Assovios e gritos emergem do povo.

Olho à esquerda para as carruagens de minhas irmãs. Estão todas

enfileiradas como uma carreira de ovos em uma caixa, movendo-se em

sincronia. Trocamos sorrisos. O sangue que corre em nossas veias é o

mesmo: o sangue das estrelas, o sangue da Deusa da Beleza.

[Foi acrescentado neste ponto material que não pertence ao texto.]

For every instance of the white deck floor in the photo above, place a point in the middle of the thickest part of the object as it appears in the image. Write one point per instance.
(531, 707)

Lanternas carmim flutuam no ar. Contra o céu do anoitecer, o pa-

pel fino traz grandes chamas brilhantes, carregando os nossos nomes:

Edelvaisse, Ambrósia, Padma, Valeriana, Hana e Camélia. Peixes saltam

nas fontes nos arredores, mudando de vermelho-rubi para azul-turquesa

no meio do voo, surpreendendo a plateia. Seus movimentos prenunciam

nossos poderes. Garotinhas balançam suas bonecas-Belle no ar.

Muitos homens e mulheres recorrem aos seus monóculos para nos

verem melhor. Sorrio e aceno, querendo impressioná-los, querendo ser boa

o suficiente para ser lembrada.

Du Barry apresenta Valeriana primeiro. A carruagem da minha irmã

Belle segue em frente.

Fecho os olhos.

Não assista às apresentações delas, mamãe me ensinou. Jamais inveje a

forma como elas usam as arcanas. A inveja pode crescer como uma erva daninha

dentro de você. Seja a melhor sem tentar ser melhor do ninguém.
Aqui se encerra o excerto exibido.